Everyone is trying to make their year-end deal target, not the least of whom are North Korean hackers who have had a record-breaking performance year. Despite the rough year in crypto as a whole, North Korea has been making a total killing in the field in spite of headwinds for Web3. A new report from South Korea’s spy agency said that state-sponsored hackers operating in North Korea stole an estimated $1.2 billion (1.5 trillion won) in virtual assets since 2017, of which in 2022 alone they stole $626 million (800 billion won). Some of that, $78 million this year, came from South Korea, but the ambitious North Korean hackers have proven to not be picky and effective well outside of the peninsula. A bombastic, erratic but to some inspiring figure who’s killing it in crypto with an innovative, countercultural strategy and a legion of supporters, he may be a nepo baby but it’s only a matter of time before Silicon Valley VCs see real potential in Kim Jong-un.
A new analysis of 192,000 earthquakes through machine learning reports that there are massive previously unknown caches of magma underneath the Hawaiian Islands, and that the flows of those reservoirs of magma have an impact on volcanic activity above the surface. The study, published in Science, found several deep chambers called sills that fill up with molten rock at different times, reacting to eruptions and serving as the conduit between mantle and surface. Some of the 192,000 earthquakes, captured between November 2018 and April 2022, came from an area 22 to 27 miles deep, and seemed to show magma pockets that in some cases were four miles long by three miles wide.
The Kingdom of Jordan has long been the caretaker of Bethany Beyond The Jordan, a site that draws thousands of religious pilgrims a year to visit the east bank of the Jordan River where Christians believe Jesus was baptized. Jordan’s government, not content with thousands of pilgrims, wants to crank that number up to a million visitors a year with a six-year $300 million tourist city right next to the UNESCO World Heritage site, a metro packed with souvenir shops, hotels and attractions to make a visit to the location of what some people say is the baptism of a messiah a fun-for-the-whole-family experience. Religious pilgrims are big money draws for Jordan, where tourism fuels 20 percent of the economy, and if there’s anything that the spiritual beliefs of one of the largest faiths in the world have lacked in general it’s a synergistic connection between premium travel experiences and a thoughtful merchandising strategy.
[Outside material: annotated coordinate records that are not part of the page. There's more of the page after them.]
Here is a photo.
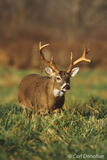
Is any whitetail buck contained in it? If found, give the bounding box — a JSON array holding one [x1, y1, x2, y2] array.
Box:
[[18, 43, 91, 114]]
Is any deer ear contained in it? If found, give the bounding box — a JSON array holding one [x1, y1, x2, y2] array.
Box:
[[45, 67, 54, 76], [71, 67, 79, 77]]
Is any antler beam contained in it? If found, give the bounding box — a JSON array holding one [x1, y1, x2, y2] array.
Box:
[[67, 48, 91, 73], [39, 42, 59, 73]]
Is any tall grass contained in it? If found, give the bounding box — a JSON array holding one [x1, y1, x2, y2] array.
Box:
[[0, 68, 107, 160]]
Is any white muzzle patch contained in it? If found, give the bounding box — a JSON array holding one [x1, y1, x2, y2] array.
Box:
[[53, 83, 69, 97], [53, 89, 64, 97]]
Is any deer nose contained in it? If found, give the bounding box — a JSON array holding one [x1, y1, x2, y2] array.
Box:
[[65, 84, 70, 90], [65, 84, 70, 90], [62, 83, 70, 90]]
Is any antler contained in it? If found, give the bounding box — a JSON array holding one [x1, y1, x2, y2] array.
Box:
[[67, 48, 91, 73], [39, 42, 59, 73]]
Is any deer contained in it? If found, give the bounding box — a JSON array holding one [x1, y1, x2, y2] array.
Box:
[[18, 42, 91, 116]]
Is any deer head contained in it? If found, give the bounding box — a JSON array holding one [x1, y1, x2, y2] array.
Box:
[[18, 43, 90, 114], [39, 42, 91, 97]]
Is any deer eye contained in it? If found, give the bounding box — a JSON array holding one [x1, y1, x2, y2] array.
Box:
[[56, 76, 62, 82]]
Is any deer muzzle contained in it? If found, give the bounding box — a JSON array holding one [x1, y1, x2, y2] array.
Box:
[[61, 83, 70, 92]]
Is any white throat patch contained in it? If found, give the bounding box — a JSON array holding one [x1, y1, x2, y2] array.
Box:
[[53, 89, 64, 97]]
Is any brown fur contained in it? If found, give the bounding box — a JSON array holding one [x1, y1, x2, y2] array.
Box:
[[18, 74, 65, 113]]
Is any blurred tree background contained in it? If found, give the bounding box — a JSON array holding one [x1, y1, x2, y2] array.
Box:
[[0, 0, 107, 68]]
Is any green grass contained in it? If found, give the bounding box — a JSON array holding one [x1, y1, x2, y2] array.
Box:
[[0, 68, 107, 160]]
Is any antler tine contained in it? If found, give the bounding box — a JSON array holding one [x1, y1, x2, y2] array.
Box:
[[67, 52, 73, 73], [67, 48, 91, 73], [39, 42, 59, 73], [73, 48, 91, 66]]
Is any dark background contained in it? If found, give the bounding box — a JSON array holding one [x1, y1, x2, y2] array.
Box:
[[0, 0, 107, 68]]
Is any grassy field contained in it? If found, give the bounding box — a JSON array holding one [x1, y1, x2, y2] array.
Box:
[[0, 67, 107, 160]]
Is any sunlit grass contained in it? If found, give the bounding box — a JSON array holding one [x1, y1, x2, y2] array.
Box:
[[0, 65, 107, 160]]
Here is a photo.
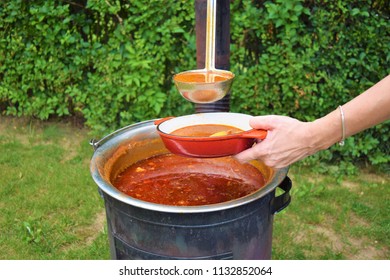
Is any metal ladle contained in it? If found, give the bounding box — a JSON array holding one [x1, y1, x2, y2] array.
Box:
[[173, 0, 234, 103]]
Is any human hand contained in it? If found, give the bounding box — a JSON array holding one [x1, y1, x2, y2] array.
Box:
[[235, 115, 317, 168]]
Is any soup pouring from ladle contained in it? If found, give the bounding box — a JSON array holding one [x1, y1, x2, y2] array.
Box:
[[173, 0, 234, 103]]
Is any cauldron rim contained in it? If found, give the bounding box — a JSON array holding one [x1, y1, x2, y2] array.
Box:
[[90, 117, 289, 214]]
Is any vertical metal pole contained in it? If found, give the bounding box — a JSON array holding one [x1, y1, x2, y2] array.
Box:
[[195, 0, 230, 113]]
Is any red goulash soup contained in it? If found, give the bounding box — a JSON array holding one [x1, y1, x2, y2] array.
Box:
[[113, 154, 265, 206], [171, 124, 242, 137]]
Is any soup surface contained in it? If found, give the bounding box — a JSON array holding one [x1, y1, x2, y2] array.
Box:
[[170, 124, 243, 137], [112, 154, 265, 206], [174, 72, 233, 83]]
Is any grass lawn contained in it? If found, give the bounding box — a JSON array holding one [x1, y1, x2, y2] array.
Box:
[[0, 117, 390, 260]]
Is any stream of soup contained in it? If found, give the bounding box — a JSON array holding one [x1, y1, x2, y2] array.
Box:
[[113, 154, 265, 206]]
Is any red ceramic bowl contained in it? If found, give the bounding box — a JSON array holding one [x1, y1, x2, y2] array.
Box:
[[155, 113, 267, 158]]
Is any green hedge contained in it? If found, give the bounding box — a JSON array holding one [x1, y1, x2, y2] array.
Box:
[[0, 0, 390, 166]]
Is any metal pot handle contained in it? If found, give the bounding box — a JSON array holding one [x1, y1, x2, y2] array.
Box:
[[271, 176, 292, 214]]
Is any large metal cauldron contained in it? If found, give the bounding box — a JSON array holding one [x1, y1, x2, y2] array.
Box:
[[90, 120, 291, 259]]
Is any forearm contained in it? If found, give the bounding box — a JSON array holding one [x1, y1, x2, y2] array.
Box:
[[311, 75, 390, 150]]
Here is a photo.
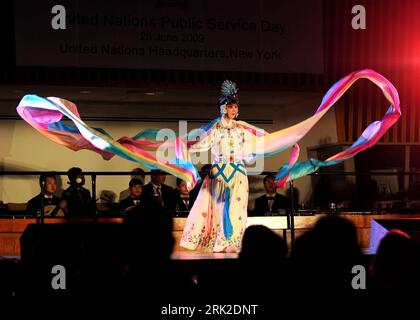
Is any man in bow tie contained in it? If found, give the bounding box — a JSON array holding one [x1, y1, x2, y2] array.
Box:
[[254, 175, 291, 215]]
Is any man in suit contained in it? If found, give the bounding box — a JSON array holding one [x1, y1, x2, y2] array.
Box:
[[141, 170, 175, 211], [254, 175, 291, 215]]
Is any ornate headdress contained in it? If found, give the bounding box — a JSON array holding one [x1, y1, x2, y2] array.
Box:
[[219, 80, 239, 115]]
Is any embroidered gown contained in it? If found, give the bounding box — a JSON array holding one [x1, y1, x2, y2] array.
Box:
[[180, 118, 250, 252]]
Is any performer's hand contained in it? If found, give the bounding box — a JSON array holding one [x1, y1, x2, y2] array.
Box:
[[58, 200, 67, 209]]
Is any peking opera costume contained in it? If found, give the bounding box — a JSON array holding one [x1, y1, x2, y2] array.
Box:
[[17, 69, 401, 252]]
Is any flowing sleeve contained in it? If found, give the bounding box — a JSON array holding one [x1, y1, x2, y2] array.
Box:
[[241, 69, 401, 187]]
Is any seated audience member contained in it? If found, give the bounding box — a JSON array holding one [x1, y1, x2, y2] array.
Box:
[[26, 173, 66, 217], [141, 170, 175, 211], [254, 175, 291, 215], [119, 168, 144, 202], [119, 178, 143, 213], [371, 229, 418, 298], [61, 167, 96, 217], [174, 178, 194, 211]]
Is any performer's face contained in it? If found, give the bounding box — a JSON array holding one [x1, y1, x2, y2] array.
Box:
[[45, 177, 57, 194], [130, 184, 143, 199], [226, 103, 239, 119], [178, 181, 189, 196], [264, 178, 276, 193]]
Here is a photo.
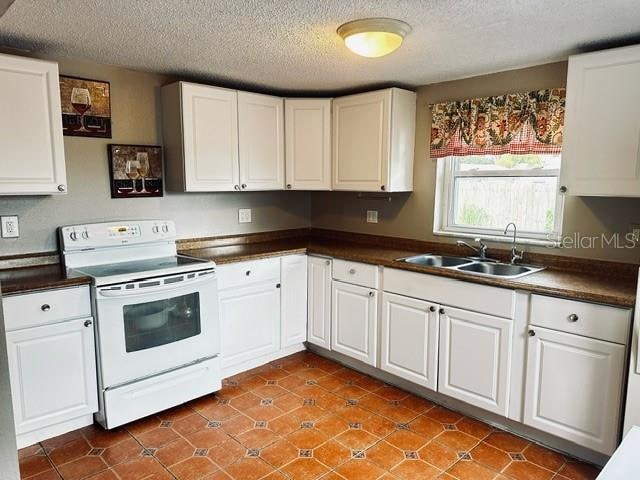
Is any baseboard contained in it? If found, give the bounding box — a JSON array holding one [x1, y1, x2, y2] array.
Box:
[[222, 343, 306, 378], [16, 414, 93, 449], [307, 344, 609, 466]]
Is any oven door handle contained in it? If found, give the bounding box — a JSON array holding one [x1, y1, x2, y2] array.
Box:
[[98, 272, 216, 298]]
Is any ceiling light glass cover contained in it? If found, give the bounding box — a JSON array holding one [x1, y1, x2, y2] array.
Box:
[[338, 18, 411, 58]]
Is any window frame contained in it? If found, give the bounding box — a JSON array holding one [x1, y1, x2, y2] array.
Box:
[[433, 156, 564, 246]]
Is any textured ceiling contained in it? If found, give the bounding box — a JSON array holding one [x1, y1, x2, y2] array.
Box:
[[0, 0, 640, 92]]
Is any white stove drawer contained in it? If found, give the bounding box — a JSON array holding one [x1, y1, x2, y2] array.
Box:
[[2, 285, 91, 331]]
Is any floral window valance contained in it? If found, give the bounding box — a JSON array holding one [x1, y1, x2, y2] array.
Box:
[[430, 88, 566, 158]]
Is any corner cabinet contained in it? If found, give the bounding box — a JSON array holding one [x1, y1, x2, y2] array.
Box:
[[0, 54, 67, 195], [307, 256, 331, 350], [560, 45, 640, 197], [238, 92, 284, 190], [333, 88, 416, 192], [284, 98, 331, 190]]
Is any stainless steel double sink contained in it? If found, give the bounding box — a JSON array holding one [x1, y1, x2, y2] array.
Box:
[[398, 253, 544, 279]]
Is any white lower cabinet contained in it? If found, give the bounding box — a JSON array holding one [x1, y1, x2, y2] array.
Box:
[[280, 255, 307, 348], [524, 326, 625, 454], [331, 280, 378, 366], [438, 307, 512, 416], [219, 279, 280, 373], [307, 256, 331, 350], [380, 293, 438, 390], [7, 317, 98, 447]]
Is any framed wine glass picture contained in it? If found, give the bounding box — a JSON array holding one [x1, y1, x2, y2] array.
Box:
[[60, 75, 111, 138], [107, 143, 163, 198]]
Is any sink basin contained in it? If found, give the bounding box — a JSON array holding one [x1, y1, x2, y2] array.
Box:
[[402, 254, 472, 267], [457, 262, 542, 278]]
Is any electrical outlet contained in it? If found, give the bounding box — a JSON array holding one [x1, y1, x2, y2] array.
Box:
[[0, 215, 20, 238], [238, 208, 251, 223]]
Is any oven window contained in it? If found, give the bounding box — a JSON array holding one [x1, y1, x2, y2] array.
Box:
[[123, 292, 200, 352]]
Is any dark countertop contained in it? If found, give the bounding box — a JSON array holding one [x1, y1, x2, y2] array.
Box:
[[181, 238, 637, 308], [0, 263, 91, 295]]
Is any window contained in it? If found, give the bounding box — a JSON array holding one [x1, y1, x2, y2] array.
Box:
[[434, 153, 562, 242]]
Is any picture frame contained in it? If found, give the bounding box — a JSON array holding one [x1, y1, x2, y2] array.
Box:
[[59, 75, 111, 138], [107, 143, 164, 198]]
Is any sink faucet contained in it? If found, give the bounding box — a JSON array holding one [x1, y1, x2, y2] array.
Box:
[[504, 222, 524, 264], [456, 238, 487, 260]]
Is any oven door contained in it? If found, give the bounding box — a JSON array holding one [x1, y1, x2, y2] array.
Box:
[[95, 271, 220, 388]]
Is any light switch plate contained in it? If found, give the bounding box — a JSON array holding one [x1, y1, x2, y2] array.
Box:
[[0, 215, 20, 238], [238, 208, 251, 223]]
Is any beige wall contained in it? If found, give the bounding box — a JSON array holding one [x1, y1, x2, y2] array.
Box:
[[0, 60, 309, 255], [311, 62, 640, 263]]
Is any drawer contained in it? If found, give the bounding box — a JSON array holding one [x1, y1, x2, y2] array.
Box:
[[2, 286, 91, 331], [383, 268, 515, 318], [216, 257, 280, 290], [333, 259, 378, 288], [529, 295, 631, 345]]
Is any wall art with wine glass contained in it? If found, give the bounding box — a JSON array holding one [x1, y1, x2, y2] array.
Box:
[[107, 143, 163, 198], [60, 75, 111, 138]]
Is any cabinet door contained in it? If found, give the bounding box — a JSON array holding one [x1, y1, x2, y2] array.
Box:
[[0, 55, 65, 195], [238, 92, 284, 190], [333, 89, 391, 192], [7, 317, 98, 435], [438, 307, 512, 416], [331, 280, 378, 366], [380, 293, 438, 390], [219, 281, 280, 369], [280, 255, 307, 348], [181, 83, 240, 192], [284, 98, 331, 190], [524, 327, 625, 454], [307, 257, 331, 350], [561, 46, 640, 197]]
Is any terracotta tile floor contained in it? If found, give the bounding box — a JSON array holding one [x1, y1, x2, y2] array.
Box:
[[19, 352, 598, 480]]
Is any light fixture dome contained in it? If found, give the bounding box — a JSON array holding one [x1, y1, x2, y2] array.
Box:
[[337, 18, 411, 58]]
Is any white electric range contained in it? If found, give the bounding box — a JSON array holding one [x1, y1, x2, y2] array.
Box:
[[59, 220, 221, 428]]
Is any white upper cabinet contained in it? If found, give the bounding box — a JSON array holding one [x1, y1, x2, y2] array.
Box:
[[162, 82, 240, 192], [333, 88, 416, 192], [0, 54, 67, 195], [284, 98, 331, 190], [238, 92, 284, 190], [561, 45, 640, 197]]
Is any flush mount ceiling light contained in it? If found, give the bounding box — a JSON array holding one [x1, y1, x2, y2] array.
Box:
[[337, 18, 411, 58]]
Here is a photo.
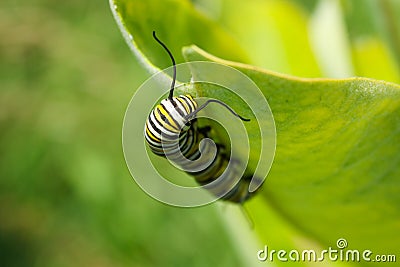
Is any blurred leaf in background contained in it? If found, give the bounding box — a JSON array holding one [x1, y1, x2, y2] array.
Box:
[[0, 0, 400, 266]]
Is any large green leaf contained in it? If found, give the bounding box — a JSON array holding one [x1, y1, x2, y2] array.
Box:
[[111, 0, 400, 266], [110, 0, 247, 74], [184, 46, 400, 264]]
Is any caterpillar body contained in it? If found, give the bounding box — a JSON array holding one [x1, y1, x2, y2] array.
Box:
[[144, 32, 254, 204]]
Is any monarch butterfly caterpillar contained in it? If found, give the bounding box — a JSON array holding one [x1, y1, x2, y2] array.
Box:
[[144, 31, 254, 203]]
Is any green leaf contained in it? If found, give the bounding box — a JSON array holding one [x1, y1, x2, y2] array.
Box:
[[184, 46, 400, 262], [111, 0, 400, 264], [110, 0, 247, 72]]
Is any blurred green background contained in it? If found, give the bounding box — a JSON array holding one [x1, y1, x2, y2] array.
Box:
[[0, 0, 400, 266], [0, 0, 242, 266]]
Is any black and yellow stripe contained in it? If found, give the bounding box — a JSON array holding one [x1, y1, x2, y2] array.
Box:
[[145, 95, 255, 203]]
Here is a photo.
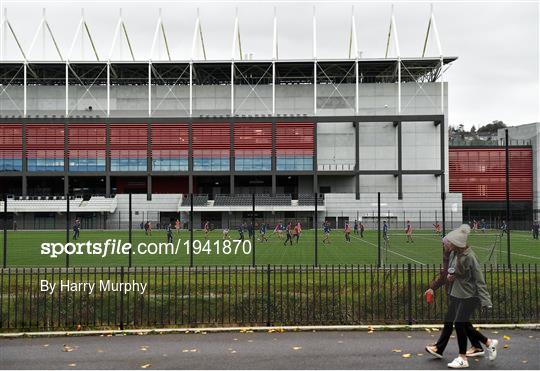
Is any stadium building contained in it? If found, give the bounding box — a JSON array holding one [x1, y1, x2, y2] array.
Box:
[[0, 7, 463, 228]]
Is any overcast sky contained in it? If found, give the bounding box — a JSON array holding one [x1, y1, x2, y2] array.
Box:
[[0, 0, 540, 127]]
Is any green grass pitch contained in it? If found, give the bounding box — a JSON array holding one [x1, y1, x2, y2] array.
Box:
[[0, 230, 540, 267]]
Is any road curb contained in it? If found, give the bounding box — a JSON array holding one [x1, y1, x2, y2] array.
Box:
[[0, 323, 540, 338]]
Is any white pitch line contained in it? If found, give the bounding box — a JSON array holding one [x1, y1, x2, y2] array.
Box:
[[352, 236, 425, 265], [418, 237, 540, 260]]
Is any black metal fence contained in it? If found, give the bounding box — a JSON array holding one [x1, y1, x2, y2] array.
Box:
[[0, 264, 540, 331]]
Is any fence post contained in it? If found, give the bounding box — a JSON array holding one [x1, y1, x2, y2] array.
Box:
[[128, 192, 133, 268], [189, 193, 193, 267], [504, 129, 512, 266], [251, 193, 257, 266], [66, 193, 71, 268], [407, 263, 414, 326], [118, 265, 125, 330], [377, 192, 381, 267], [313, 192, 319, 267], [266, 264, 271, 327], [3, 194, 7, 268]]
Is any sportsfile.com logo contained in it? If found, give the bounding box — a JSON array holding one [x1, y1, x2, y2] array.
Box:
[[41, 239, 251, 258]]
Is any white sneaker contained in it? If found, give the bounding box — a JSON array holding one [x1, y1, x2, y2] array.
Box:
[[486, 339, 499, 361], [448, 357, 469, 368], [467, 347, 486, 357]]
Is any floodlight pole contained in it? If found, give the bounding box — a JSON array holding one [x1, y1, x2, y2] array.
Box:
[[2, 193, 7, 268], [377, 192, 381, 267], [128, 192, 133, 268], [504, 129, 511, 266]]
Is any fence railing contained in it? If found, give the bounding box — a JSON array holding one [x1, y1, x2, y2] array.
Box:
[[0, 264, 540, 331]]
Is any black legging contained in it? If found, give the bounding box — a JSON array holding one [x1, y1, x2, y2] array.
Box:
[[450, 296, 488, 354], [435, 296, 482, 354]]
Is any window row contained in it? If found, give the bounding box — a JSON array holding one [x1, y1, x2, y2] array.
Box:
[[28, 157, 64, 171], [111, 157, 147, 171], [69, 158, 105, 172], [234, 157, 272, 171], [0, 157, 22, 171], [193, 157, 230, 171], [152, 157, 188, 171], [276, 156, 313, 171]]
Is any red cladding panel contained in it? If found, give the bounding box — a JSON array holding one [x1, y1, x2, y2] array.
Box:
[[68, 124, 107, 150], [0, 124, 22, 150], [26, 124, 64, 149], [192, 124, 231, 150], [449, 147, 533, 201], [276, 123, 314, 155], [234, 123, 272, 153], [152, 124, 189, 150], [0, 124, 22, 158], [110, 124, 148, 150]]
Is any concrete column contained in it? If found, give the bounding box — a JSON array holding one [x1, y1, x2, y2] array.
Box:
[[21, 121, 28, 196], [353, 121, 360, 200], [394, 121, 403, 200], [105, 120, 111, 197]]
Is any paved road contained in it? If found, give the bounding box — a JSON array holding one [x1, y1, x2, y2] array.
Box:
[[0, 330, 540, 369]]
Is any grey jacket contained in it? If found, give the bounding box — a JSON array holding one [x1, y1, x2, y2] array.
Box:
[[449, 248, 492, 308]]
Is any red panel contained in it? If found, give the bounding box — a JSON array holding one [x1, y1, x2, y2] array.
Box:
[[234, 123, 272, 153], [449, 147, 533, 201], [151, 124, 189, 150], [110, 124, 148, 149], [68, 124, 107, 150], [0, 124, 22, 150], [26, 124, 64, 149], [192, 124, 231, 150], [276, 123, 314, 154]]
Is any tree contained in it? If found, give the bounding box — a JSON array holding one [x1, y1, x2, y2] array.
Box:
[[478, 120, 506, 133]]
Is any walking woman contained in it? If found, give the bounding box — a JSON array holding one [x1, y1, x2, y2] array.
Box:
[[438, 224, 498, 368]]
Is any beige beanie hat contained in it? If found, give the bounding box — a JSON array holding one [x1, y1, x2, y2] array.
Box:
[[446, 224, 471, 247]]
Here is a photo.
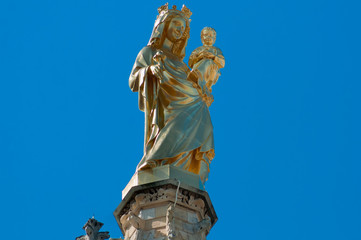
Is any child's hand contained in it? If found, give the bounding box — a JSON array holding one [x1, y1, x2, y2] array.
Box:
[[198, 51, 215, 59]]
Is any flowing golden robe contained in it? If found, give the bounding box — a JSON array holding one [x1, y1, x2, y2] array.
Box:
[[129, 46, 214, 182]]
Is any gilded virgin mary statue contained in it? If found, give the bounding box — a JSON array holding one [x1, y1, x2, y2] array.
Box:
[[129, 4, 218, 183]]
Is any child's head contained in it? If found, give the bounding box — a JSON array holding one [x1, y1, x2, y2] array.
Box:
[[201, 27, 217, 46]]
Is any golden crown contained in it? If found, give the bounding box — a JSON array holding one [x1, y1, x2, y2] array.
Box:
[[158, 3, 192, 19]]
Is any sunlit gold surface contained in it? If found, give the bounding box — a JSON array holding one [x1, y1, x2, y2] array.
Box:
[[129, 4, 224, 183]]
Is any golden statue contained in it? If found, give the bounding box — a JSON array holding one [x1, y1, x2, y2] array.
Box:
[[188, 27, 225, 106], [129, 4, 224, 183]]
Google’s YouTube has emerged as the winner in a widely-watched contest to win the rights to the NFL Sunday Ticket franchise, which allows subscribers to watch out-of-market games. The package is currently held by DirecTV and costs them $1.5 billion a season for residential and commercial rights. YouTube is licensing those residential rights for the next seven years for at least $2 billion a year, a sign the video service is doubling down on its goal to make a bona fide rival for cable and streaming television. The commercial rights for Sunday Ticket — sold to bars and restaurants — are still up for sale, for $200 million.